Le CNAME dénonce une inégalité de traitement et réclame l’extension des primes aux Aspirants aux Métiers d’Enseignant



 La question des primes accordées aux Aspirants aux Métiers d’Enseignant (AME) refait surface. Dans une déclaration rendue publique le 3 Août 2026, le Creuset National des Aspirants aux Métiers d’Enseignant (CNAME) dénonce l’exclusion des AME de la prime d’habillement et appelle les autorités à instaurer un traitement qu’il juge plus équitable entre les différents acteurs de l’enseignement.


Le ton monte, mais le message se veut clair : les AME veulent être considérés à part entière comme des acteurs du système éducatif. Pour le CNAME, le refus de leur accorder la prime d’habillement constitue une forme de discrimination difficilement acceptable.

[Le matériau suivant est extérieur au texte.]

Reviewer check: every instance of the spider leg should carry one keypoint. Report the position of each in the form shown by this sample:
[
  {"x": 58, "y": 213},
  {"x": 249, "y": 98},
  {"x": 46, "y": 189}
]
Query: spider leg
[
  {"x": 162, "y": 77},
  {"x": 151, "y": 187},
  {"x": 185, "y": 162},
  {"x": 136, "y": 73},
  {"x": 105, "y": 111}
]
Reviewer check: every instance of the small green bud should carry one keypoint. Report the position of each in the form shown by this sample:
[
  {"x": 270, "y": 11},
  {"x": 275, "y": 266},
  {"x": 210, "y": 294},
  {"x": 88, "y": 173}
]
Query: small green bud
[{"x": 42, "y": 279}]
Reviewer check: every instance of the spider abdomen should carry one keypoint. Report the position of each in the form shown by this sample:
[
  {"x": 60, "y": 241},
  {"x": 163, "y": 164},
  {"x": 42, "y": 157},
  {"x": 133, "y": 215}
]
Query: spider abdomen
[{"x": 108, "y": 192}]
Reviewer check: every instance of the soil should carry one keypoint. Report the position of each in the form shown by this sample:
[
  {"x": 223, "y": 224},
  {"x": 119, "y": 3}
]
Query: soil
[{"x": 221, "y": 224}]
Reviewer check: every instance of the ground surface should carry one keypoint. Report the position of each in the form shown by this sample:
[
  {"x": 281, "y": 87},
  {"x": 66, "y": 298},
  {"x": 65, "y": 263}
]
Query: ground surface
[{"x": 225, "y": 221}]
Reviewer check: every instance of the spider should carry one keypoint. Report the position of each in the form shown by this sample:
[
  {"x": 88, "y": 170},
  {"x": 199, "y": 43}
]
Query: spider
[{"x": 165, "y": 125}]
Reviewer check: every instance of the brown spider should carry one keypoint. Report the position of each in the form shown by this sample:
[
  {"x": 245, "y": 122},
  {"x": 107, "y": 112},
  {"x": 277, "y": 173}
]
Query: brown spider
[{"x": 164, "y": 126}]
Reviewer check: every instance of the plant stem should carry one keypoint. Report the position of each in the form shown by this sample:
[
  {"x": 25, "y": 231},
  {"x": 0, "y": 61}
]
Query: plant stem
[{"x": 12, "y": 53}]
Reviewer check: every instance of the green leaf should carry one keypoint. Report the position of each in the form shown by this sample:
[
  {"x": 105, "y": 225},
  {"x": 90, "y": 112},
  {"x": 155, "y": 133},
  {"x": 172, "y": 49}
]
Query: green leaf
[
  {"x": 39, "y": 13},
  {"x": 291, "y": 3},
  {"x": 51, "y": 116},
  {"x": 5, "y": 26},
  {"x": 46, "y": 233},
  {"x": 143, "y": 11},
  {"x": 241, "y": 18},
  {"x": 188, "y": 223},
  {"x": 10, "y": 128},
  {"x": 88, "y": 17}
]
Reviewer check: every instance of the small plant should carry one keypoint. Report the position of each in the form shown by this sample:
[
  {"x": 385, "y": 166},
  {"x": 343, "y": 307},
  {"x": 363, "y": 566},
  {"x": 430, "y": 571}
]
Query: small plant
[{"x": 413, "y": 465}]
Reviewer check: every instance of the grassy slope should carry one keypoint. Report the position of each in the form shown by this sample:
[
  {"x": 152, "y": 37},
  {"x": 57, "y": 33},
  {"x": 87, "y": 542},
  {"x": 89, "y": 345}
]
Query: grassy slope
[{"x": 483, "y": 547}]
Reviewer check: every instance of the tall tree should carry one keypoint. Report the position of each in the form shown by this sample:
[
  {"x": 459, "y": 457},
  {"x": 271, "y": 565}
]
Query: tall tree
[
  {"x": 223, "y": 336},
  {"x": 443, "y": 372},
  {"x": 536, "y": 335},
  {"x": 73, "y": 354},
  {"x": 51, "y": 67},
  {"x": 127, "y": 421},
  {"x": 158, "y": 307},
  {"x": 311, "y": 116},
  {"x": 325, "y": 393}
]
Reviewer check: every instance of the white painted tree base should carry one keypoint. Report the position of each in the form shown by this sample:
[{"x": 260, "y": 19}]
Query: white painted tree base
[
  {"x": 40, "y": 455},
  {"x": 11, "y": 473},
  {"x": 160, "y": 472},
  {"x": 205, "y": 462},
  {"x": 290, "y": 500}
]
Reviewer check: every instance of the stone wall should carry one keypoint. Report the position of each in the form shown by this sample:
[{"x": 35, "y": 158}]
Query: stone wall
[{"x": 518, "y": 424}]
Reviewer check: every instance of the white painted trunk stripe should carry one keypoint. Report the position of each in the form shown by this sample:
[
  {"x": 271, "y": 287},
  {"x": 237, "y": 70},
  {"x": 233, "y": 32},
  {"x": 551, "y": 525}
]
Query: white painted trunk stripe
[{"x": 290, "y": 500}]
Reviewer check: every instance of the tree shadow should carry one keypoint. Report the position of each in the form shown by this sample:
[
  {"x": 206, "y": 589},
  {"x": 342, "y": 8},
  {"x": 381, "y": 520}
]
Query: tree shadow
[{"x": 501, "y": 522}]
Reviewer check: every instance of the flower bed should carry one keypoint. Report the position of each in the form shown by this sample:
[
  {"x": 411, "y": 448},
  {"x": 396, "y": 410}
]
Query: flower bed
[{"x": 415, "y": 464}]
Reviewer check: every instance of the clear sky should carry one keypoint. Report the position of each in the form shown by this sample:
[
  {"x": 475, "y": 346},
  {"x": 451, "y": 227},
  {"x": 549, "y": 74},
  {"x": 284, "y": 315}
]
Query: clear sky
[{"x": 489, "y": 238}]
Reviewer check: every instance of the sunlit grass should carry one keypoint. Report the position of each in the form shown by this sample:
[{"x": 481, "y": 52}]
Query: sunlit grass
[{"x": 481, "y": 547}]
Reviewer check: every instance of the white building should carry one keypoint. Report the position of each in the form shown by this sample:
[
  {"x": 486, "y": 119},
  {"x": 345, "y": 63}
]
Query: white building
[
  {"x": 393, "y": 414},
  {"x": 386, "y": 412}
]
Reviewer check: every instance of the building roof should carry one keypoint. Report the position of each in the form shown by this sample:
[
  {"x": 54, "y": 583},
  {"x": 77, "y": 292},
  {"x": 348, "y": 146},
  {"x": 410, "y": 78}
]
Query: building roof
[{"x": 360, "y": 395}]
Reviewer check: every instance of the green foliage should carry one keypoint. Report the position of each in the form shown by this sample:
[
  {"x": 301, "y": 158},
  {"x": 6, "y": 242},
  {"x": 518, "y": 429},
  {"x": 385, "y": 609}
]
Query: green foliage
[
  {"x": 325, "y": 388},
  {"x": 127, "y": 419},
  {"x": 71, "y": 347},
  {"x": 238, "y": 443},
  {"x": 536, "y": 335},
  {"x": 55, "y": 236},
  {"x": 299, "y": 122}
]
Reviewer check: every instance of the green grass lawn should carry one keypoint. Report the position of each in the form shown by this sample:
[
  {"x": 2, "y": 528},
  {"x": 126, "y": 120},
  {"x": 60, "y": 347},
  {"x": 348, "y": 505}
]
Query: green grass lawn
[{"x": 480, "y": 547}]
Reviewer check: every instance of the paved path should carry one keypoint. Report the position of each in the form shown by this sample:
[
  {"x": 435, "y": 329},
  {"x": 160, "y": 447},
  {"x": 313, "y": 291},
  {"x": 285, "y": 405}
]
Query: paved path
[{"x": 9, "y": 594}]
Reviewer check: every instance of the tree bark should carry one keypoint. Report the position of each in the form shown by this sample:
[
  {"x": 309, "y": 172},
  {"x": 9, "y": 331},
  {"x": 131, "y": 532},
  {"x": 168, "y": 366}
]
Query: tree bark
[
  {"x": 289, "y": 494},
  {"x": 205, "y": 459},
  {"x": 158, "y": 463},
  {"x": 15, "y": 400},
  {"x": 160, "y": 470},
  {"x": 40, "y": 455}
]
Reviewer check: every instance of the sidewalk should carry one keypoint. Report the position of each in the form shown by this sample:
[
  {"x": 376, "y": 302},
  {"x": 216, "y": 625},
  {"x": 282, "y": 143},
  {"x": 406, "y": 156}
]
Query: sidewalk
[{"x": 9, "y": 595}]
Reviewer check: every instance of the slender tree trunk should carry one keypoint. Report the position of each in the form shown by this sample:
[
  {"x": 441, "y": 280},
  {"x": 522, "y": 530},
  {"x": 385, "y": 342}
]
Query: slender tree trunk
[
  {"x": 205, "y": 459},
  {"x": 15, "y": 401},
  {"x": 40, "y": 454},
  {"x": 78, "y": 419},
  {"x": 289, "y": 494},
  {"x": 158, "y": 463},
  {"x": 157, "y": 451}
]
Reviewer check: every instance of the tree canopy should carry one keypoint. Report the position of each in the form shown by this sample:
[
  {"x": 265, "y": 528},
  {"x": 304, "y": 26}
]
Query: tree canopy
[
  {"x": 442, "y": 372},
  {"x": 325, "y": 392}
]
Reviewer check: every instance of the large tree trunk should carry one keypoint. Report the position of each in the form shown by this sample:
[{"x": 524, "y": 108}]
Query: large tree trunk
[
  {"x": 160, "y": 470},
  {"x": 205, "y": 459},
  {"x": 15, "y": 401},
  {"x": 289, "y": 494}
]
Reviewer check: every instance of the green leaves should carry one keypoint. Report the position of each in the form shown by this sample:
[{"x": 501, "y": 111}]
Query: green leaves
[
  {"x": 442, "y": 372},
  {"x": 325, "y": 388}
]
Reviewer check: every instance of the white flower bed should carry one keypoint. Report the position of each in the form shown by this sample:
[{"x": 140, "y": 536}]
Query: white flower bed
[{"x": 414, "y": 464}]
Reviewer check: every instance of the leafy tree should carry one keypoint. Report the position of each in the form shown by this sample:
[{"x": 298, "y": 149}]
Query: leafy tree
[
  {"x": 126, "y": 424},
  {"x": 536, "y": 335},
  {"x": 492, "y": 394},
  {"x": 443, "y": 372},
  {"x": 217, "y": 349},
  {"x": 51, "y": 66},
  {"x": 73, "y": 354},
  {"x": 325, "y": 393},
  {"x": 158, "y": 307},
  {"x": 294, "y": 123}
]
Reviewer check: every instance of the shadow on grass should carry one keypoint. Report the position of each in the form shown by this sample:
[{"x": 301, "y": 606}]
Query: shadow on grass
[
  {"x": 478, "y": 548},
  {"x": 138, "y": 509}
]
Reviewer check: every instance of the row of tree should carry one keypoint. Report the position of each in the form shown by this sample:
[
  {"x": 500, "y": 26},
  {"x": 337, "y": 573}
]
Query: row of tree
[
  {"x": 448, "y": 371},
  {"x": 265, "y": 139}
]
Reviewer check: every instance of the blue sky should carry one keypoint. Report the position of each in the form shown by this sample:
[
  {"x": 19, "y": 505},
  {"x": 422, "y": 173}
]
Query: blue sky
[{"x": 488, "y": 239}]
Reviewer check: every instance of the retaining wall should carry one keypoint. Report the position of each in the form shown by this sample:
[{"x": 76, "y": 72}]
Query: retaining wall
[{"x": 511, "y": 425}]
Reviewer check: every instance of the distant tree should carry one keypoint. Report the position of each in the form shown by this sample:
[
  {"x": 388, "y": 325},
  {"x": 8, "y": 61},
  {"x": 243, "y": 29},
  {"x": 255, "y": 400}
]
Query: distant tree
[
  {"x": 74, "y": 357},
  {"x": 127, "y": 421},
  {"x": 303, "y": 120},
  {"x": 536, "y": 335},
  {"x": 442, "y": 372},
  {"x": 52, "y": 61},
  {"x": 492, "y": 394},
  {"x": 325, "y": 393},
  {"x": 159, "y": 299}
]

Une prime au cœur de la contestation



Selon le CNAME, les exigences professionnelles ne font pas de distinction entre les enseignants lorsqu’il s’agit de leur présentation. La déontologie du métier impose à tous une tenue décente et soignée.


Dans ces conditions, estime le creuset, il serait incohérent que les AME soient soumis aux mêmes exigences professionnelles sans bénéficier de la prime destinée à accompagner les dépenses liées à l’habillement.



Mais la revendication ne s’arrête pas là.


Les AME réclament l’égalité sur les primes




Le CNAME demande également le paiement des primes de rentrée et l’accès équitable à plusieurs autres avantages, notamment les primes liées aux journées pédagogiques, au grade et à l’habillement.


Par le biais de ces revendications, le creuset entend poser la question de la reconnaissance des AME et de leurs conditions de travail. Pour ses responsables, l’objectif est de parvenir à un système dans lequel les enseignants bénéficient de conditions de travail justes et équitables, sans distinction de statut.



Le message aux autorités



Le CNAME appelle ainsi les autorités compétentes à prendre les dispositions nécessaires pour répondre à ces préoccupations. Le creuset invite également les AME à défendre leurs droits par les voies légales.


L’organisation assure toutefois vouloir inscrire son action dans un cadre républicain. Elle se dit déterminée à poursuivre les démarches nécessaires jusqu’à la satisfaction de l’ensemble de ses revendications.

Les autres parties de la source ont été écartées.